15. Mocking Beginners
You belittle or mock beginners, failing to recognize that everyone starts somewhere. You often find yourself judging other skateboarders based on their skill level, style, or choice of tricks. You think that mall grabbing and posing in malls are stupid.
16. Disdain For New Trends
You dismiss new skateboarding trend activities and refuse to acknowledge their legitimacy since you are the triple OG that only focuses on your own generation fit.
17. Frowning Upon Skatepark Etiquette
You disdain those who adhere to proper skatepark etiquette and insist on enforcing your own set of rules. OGs only, and you think that hazing is needed for the newbies to prove themselves before accepting them.

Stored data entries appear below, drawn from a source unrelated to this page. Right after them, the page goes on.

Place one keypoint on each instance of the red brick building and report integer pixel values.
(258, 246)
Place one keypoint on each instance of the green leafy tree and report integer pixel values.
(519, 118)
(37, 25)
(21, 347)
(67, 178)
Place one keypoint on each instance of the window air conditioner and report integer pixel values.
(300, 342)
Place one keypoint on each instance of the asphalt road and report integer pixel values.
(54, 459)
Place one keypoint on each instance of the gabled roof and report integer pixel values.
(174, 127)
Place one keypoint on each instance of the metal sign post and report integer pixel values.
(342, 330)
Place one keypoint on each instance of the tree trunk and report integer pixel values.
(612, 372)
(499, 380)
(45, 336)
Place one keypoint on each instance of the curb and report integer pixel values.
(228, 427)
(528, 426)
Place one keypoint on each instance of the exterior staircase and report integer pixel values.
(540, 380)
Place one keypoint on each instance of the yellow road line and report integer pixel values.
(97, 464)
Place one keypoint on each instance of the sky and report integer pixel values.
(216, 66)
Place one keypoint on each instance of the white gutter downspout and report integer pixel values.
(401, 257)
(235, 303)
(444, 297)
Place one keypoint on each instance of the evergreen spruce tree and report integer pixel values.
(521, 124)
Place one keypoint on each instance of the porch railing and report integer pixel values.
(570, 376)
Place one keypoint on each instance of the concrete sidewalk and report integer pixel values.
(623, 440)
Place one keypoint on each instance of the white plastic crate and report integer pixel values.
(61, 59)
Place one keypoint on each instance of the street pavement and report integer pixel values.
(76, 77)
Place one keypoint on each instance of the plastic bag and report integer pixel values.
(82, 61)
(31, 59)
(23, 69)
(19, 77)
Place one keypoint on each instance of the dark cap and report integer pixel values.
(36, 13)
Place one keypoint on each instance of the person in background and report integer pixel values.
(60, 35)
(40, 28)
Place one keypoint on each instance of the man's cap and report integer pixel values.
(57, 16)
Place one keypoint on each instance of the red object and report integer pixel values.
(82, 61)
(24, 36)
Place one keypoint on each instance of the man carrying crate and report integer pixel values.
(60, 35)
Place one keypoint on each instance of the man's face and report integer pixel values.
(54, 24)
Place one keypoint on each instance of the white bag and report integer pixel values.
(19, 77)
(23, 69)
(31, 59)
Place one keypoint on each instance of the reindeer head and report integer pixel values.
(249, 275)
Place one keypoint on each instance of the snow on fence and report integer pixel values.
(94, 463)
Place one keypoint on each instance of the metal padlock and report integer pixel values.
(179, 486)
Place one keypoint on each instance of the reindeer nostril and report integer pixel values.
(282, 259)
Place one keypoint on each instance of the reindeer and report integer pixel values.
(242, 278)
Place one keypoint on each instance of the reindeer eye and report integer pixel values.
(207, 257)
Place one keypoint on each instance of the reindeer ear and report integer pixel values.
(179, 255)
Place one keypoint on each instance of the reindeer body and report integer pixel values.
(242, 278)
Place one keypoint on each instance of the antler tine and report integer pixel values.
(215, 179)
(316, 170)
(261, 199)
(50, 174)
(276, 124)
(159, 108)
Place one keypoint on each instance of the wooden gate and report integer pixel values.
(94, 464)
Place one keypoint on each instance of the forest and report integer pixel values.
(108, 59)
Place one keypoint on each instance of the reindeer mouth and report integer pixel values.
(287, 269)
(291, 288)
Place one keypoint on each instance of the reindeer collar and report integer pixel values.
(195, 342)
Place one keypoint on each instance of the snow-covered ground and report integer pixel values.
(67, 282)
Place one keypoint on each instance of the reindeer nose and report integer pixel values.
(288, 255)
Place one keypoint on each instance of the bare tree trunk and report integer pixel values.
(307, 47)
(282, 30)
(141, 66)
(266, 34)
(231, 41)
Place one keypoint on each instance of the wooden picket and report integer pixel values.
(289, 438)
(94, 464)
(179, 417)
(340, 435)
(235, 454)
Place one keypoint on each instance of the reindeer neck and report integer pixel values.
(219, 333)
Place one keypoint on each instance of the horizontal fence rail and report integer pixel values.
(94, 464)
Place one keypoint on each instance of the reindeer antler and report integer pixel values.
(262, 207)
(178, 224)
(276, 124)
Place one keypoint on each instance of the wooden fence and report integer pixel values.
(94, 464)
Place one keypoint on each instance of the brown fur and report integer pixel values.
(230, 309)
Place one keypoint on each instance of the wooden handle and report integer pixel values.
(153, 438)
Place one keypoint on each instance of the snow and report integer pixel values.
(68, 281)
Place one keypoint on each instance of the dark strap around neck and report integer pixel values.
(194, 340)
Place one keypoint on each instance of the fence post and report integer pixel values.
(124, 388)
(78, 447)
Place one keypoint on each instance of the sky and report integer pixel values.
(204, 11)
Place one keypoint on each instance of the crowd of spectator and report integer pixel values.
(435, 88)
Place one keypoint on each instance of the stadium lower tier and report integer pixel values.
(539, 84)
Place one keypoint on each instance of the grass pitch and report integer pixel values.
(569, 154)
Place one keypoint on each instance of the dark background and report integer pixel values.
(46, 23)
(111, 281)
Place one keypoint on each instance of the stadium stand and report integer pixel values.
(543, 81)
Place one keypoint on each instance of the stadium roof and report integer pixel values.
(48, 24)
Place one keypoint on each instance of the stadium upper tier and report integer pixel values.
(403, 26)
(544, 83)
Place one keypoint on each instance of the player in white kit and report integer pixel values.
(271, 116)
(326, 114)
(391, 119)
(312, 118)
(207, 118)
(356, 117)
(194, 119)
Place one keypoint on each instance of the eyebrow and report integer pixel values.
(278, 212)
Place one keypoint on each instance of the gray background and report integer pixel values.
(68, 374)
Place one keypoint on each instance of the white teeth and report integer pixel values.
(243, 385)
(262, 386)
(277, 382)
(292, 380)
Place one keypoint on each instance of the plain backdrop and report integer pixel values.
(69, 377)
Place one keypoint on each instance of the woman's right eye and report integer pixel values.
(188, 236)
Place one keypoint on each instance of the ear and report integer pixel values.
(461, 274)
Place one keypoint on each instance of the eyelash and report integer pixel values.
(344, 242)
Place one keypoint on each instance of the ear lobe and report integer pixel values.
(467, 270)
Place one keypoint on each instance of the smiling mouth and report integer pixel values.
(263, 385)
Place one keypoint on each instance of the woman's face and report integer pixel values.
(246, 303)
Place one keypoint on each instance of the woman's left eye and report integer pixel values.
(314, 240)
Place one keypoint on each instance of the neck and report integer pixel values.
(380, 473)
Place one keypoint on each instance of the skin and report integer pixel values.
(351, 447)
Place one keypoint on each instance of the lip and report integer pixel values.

18. Associating Corporate Sponsorship with Selling Out
You equate any corporate sponsorship with selling out, believing that true skateboarders should remain untainted by commercial interests. You think that skating for a core skater-owned brand must be injected in every blood of skateboarders.
19. Criticizing Skateboarding Celebrities
You criticize celebrities wearing skate shirts and skate shoes since they never skateboard in their life.
20. Believing YouTube Skaters Are Wack
You hold a strong bias against skaters who gain popularity through YouTube, dismissing their contributions to the community as "wack" or inauthentic, regardless of their skill level or dedication to skateboarding like the negative Thrasher article.